To pace interactive marketing spend by industry, Forrester sized search marketing, display advertising, email marketing, social media, and mobile marketing by 11 business verticals.
Retail and financial services spend the most, Forrester reports. "Today, companies in these verticals account for 33% of all interactive spend -- downshifting only slightly to 32% by 2014."
Three primary factors were found to be responsible for this trend: the adoption of interactive marketing among retail and financial firms is high; interactive tools are particularly good at driving immediate online transactions -- a priority for retail and financial servicesm -- and after the collapse of many financial firms in late 2008, remaining ones are spending on both traditional and interactive media to reassure consumers of their stability.
In addition, big offline advertisers will grow the most online. Big brand advertisers -- like media and entertainment, consumer goods, automotive, and health care firms -- spend less online today than direct marketers, according to Forrester. However, they also have the highest growth potential.
Consumer goods' interactive spend over the next five years will grow at a 22% compound annual growth rate, while automotive and media and entertainment will pace at a 19% and health and pharmaceuticals at an 18% CAGR.
Increased spend will come as branding formats like online video evolve, as attribution platforms make it easier to tie online ads to in-store purchases, and as regulated industries -- like health care -- gain online experience.
Early social media trials for NEXIUM, Prilosec OTC, and AMBIEN CR have exceeded AstraZeneca Pharmaceuticals', Procter & Gamble's, and sanofi-aventis' expectations, respectively, paving the way for more investment B2B interactive investment will remain strong.
This year's forecast includes a B2B category that consists of business services -- like accounting firms, consultancies, and agencies, as well as the business trade elements of all other industries, like marketing between a manufacturer and resellers.
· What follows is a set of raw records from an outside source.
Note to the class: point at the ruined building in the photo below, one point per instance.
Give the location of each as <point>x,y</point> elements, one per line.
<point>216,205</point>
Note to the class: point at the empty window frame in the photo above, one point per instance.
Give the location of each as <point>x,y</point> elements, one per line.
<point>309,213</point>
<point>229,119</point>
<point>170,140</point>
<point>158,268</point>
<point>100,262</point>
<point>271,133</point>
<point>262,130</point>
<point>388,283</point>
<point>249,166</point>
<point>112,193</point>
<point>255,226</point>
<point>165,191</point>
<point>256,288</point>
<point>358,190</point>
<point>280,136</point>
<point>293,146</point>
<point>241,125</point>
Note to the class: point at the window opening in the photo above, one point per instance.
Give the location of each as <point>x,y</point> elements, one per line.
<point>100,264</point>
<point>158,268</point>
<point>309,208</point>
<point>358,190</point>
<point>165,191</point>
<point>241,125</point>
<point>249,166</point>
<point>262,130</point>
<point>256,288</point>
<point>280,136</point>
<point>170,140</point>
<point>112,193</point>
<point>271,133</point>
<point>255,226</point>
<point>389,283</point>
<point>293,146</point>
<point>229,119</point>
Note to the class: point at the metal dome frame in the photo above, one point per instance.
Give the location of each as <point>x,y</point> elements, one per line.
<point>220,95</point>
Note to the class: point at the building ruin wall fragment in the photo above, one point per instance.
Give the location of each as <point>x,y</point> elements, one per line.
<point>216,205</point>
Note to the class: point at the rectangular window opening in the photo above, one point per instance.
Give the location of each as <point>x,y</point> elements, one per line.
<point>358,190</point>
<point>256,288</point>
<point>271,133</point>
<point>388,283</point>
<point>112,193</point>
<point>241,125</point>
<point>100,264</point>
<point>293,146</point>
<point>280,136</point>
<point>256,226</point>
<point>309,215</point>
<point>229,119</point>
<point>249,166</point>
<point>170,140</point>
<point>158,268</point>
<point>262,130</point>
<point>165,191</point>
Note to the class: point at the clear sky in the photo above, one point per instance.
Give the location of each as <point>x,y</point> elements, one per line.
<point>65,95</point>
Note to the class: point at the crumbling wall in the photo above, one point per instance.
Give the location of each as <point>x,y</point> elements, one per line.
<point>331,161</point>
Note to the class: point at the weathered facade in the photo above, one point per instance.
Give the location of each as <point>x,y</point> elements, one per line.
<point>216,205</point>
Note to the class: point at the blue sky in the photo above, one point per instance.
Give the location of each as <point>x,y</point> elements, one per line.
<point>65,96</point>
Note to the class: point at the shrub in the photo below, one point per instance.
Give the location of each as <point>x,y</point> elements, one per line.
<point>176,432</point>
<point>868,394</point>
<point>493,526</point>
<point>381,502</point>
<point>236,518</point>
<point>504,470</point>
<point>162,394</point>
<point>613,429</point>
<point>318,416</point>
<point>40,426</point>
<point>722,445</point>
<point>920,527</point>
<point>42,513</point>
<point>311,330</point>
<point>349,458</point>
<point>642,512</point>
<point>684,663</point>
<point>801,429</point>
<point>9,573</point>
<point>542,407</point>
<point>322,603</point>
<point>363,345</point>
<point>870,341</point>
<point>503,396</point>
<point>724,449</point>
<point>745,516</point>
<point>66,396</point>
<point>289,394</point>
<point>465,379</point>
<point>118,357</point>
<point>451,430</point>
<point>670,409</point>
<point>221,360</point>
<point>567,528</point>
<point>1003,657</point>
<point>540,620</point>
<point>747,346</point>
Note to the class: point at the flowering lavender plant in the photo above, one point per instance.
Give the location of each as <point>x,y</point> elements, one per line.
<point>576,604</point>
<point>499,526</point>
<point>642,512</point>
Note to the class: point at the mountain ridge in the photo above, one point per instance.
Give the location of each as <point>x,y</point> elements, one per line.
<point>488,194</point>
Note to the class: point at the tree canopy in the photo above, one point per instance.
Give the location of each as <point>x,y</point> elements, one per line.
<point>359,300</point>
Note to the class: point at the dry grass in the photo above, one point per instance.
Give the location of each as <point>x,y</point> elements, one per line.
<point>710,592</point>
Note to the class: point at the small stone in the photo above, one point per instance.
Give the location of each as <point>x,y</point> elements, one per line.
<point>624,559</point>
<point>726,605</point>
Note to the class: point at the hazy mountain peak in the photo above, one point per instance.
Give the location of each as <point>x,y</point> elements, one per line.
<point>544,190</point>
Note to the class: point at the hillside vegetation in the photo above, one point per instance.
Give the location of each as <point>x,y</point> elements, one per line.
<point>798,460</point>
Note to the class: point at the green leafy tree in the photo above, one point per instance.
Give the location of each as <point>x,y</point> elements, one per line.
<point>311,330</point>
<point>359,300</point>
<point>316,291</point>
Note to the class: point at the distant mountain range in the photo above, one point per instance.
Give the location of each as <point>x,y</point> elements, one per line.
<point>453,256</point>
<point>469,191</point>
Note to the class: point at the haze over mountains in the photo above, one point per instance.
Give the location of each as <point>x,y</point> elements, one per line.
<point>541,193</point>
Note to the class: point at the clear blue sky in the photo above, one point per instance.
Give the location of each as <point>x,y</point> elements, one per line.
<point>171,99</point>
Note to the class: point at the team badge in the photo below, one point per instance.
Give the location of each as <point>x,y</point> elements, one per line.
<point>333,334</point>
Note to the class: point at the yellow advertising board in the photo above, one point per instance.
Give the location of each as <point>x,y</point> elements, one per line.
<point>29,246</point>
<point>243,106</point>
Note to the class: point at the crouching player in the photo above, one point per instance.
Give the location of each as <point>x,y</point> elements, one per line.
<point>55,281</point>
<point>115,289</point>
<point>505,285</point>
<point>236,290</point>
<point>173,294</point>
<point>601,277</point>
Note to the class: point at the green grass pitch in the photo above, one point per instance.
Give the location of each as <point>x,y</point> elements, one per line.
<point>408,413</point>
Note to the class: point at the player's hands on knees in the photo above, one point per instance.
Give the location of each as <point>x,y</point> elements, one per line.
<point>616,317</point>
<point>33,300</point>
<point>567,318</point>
This category will stay at about 9% of the overall interactive pie over the next five years, growing from $2.3 billion today to $4.8 billion in 2014 as B2B marketers adopt emerging media and improve the sophistication of existing efforts.
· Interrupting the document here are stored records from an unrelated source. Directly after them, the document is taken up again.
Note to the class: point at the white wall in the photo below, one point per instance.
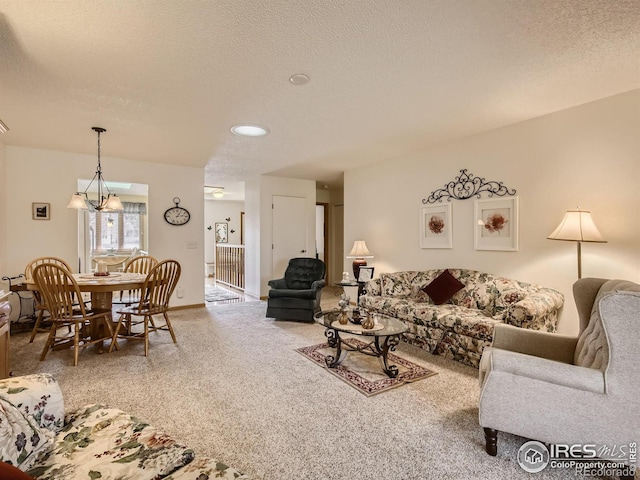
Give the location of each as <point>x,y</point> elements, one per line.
<point>586,156</point>
<point>216,211</point>
<point>253,253</point>
<point>3,216</point>
<point>34,175</point>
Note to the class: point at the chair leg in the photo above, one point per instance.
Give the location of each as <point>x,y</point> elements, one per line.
<point>147,321</point>
<point>491,441</point>
<point>114,337</point>
<point>37,325</point>
<point>49,342</point>
<point>173,336</point>
<point>76,343</point>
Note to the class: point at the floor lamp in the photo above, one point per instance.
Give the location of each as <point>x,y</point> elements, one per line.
<point>359,252</point>
<point>577,226</point>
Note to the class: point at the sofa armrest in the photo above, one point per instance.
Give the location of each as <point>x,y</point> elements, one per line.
<point>372,287</point>
<point>277,283</point>
<point>551,346</point>
<point>548,371</point>
<point>538,310</point>
<point>36,395</point>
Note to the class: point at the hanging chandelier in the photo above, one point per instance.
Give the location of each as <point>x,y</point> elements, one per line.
<point>106,201</point>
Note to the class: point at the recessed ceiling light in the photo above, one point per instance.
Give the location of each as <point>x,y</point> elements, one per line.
<point>249,130</point>
<point>299,79</point>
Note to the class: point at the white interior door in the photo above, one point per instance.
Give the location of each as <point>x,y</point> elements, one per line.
<point>289,231</point>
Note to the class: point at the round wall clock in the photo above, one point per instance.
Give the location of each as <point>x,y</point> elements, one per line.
<point>177,215</point>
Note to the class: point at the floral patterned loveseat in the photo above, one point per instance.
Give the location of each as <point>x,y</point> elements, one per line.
<point>92,442</point>
<point>463,326</point>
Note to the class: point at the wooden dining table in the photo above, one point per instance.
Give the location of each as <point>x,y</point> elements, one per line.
<point>101,289</point>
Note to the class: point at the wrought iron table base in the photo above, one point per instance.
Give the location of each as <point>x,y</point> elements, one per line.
<point>379,347</point>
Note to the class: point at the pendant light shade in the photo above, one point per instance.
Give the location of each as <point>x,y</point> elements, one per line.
<point>106,201</point>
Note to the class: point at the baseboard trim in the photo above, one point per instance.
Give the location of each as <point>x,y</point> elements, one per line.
<point>185,307</point>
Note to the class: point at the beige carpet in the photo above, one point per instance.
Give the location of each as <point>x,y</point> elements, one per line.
<point>235,388</point>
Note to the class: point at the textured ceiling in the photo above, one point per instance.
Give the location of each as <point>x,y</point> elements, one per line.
<point>168,78</point>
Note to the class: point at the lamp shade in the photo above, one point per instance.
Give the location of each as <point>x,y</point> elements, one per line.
<point>77,201</point>
<point>359,250</point>
<point>577,226</point>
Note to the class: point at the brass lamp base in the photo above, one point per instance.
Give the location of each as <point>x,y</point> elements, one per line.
<point>357,263</point>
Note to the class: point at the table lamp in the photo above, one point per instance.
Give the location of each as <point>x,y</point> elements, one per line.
<point>359,252</point>
<point>577,226</point>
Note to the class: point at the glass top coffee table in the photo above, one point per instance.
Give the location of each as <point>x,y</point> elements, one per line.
<point>384,337</point>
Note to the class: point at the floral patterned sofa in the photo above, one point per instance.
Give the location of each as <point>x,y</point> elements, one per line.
<point>463,326</point>
<point>92,442</point>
Education, local services, and government make up the growth category "other." The collection of all other businesses -- dominated by online universities, home improvement services like cabinet installation or lawn care, and local and national government -- will grow more than 20% between now and 2014.
This steep growth will come as local advertising options improve and government agencies promote newly online processes -- like car registration renewals -- and competition for students heats up in the increasingly popular online education space.
One example in this category, the University of Phoenix, has its own online ad network and offers online promotions and coupons to foster course registrations.
Today, direct marketers, like travel firms, tend to have the largest corporate interactive budgets. "This is because they have the longest tenure with online channels, a history using customer insights to target messages in the offline world, and the ability to see immediate online sales generated from interactive efforts," according to Forrester.
Consumer goods, media and entertainment, and high-tech and manufacturing firms spend much less on interactive as a percentage of their overall marketing budgets because these industries are so heavily invested in traditional branding media like TV.